On Saturday, another friend picks me up from home, early this time to head for the lake. We change into our bathing suits. I have donned my thermal boots and gloves but find that I do not need them. My feet are almost too warm in the water now well into the double digits (Celsius). My body no longer tingles and prickles but is comfortable. The water has thickened too and I find myself swimming slowly. My friend urges me on but I remind her that I cannot speed up. I need to control my heart rate. We swim on, her longer than me. Dried and changed we head out for breakfast and spend an hour catching up, talking of work and hobbies and family and all things inconsequential yet important. She drops me back home and I collapse on the sofa, falls asleep immediately. I remain in a state of doziness all day. In the evening, slouched on the sofa, my partner and I watch an old film. I almost fall asleep yet again.
On Sunday, I catch up with another friend in the morning, this time over Zoom because he lives in Australia and I live in the UK. We chat and I learn of the oncoming winter as I tell him of the upcoming summer. We talk about Queer Out Here (shameless plug: Queer Out Here is an audio zine that explores the outdoors from queer perspectives. We are open from submissions right now and desperately need some. Get in touch if you're interested and spread the words to folks who may be). Our chat finished, I return to bed and linger for a while, let my body and mind find some rest. Later, my partner and I watch more Murder, She Wrote. We had planned to catch-up with the Eurovision final but neither of us have the energy for it. Early in the evening we head to bed. I catch up with my diary and find some strength to read a little of the book I have on the go. I am glad of this and wonder if soon I'll have the strength to return to the medieval reading challenge. I have been missing it. We switch the lights off early. The following day I have to work.

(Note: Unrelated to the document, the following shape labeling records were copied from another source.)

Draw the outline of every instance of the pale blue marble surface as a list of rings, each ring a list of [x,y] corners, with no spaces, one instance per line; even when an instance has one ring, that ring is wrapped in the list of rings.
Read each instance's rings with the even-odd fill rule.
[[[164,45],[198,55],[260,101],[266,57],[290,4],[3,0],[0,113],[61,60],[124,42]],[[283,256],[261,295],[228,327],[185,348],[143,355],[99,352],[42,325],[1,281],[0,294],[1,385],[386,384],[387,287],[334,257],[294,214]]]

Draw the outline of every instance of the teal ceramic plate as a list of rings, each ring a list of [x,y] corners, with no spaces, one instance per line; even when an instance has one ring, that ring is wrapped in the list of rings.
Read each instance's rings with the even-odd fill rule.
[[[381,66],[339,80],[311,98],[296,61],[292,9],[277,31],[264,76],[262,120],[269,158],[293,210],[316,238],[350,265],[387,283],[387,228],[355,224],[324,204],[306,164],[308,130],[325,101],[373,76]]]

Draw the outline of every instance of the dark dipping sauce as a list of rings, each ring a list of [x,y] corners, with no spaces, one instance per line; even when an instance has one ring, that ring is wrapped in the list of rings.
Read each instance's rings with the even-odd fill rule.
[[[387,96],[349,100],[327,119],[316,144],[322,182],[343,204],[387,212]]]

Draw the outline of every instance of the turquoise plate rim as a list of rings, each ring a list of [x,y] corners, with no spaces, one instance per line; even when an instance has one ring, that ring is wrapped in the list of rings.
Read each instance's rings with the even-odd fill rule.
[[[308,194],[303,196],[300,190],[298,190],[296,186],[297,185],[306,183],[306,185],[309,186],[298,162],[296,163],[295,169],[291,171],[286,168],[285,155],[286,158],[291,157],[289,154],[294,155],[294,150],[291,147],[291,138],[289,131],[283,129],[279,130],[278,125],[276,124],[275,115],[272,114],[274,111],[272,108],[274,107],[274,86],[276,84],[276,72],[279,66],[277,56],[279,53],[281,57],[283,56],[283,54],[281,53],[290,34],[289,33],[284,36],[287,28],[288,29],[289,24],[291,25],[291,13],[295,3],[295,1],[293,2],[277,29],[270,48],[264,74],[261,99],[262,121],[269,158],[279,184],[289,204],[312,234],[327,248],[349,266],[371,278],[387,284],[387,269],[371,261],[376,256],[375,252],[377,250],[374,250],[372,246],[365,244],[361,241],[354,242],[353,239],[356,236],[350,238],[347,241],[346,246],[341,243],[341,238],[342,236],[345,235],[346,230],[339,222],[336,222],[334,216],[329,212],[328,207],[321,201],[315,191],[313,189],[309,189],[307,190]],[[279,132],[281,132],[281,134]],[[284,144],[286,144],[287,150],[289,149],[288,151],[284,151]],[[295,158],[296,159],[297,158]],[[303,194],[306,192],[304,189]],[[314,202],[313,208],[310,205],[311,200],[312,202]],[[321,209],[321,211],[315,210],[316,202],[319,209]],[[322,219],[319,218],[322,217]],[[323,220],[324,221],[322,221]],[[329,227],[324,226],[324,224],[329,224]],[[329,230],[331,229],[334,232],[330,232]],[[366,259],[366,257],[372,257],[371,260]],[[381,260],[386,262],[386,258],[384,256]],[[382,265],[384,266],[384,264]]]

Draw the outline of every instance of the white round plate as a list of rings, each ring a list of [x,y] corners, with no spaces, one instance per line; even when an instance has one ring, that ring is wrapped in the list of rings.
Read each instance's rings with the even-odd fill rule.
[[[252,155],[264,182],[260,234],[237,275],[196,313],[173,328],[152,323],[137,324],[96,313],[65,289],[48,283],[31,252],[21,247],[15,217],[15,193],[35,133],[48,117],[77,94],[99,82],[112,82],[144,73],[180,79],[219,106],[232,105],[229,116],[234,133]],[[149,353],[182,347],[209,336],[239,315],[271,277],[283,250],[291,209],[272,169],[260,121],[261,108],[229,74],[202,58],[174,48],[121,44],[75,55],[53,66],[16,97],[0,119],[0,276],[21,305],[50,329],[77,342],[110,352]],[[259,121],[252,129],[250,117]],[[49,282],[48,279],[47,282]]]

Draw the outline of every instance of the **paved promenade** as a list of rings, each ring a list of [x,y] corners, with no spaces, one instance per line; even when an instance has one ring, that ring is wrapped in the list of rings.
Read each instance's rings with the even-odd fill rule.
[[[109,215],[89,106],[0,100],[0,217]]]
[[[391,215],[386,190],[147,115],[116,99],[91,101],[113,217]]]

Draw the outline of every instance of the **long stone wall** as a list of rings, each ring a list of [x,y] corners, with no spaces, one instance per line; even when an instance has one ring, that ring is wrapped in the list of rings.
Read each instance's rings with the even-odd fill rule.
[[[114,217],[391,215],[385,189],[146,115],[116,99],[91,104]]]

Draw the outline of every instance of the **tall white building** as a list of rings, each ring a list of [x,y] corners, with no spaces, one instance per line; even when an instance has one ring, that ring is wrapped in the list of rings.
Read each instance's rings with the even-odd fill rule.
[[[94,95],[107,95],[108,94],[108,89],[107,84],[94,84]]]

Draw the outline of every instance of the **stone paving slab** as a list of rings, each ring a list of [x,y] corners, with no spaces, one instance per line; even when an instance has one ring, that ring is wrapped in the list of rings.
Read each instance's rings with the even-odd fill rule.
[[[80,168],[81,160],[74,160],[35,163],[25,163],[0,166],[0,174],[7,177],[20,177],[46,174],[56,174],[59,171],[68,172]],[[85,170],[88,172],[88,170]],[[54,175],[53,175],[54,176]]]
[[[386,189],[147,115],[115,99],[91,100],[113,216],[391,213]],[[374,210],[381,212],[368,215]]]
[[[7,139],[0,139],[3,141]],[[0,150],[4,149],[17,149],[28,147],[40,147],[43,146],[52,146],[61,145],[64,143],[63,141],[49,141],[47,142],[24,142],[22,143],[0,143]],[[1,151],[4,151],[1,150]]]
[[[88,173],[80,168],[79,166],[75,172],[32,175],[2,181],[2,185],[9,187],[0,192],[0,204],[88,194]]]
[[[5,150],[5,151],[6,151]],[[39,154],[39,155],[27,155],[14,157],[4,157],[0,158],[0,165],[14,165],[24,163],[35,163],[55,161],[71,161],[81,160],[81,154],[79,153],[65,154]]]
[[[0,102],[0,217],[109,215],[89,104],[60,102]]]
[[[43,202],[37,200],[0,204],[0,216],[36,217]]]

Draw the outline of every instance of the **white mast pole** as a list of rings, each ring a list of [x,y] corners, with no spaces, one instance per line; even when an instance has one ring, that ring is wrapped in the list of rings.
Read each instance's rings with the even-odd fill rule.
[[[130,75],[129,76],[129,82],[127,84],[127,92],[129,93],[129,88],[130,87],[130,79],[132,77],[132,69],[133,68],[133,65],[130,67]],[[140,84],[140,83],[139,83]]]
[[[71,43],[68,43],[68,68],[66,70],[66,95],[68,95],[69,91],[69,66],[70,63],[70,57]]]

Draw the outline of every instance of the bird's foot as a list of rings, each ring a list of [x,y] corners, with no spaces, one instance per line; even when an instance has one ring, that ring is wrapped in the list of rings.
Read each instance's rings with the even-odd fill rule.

I worry a little about all the sleep, all the drowsy grogginess, but I remember too that I felt the same over the end of years holiday. I had nothing planned in my days, nowhere to be and much less to do, and yet I slept so much. My nights were long, my naps common. I worried then that I was oversleeping, that I was not helping my body heal in anyway, that I was doing damage to myself, but I let it all happen. I needed the rest both physically and mentally. I was barely standing off the edge of depression and the last thing I needed was to push myself in anyway. I got better. I returned to a more normal sleeping pattern, I learned to rest, to pace, to take it slow, and it worked. It worked so well that in March I was able to holiday with my family and my partner and had a great time. So this time, as I spend so much time in sleep again, I trust that I need it. I trust that my body knows what its doing as I rest and sleep and use up all my energy to recover from too much post exertional malaise.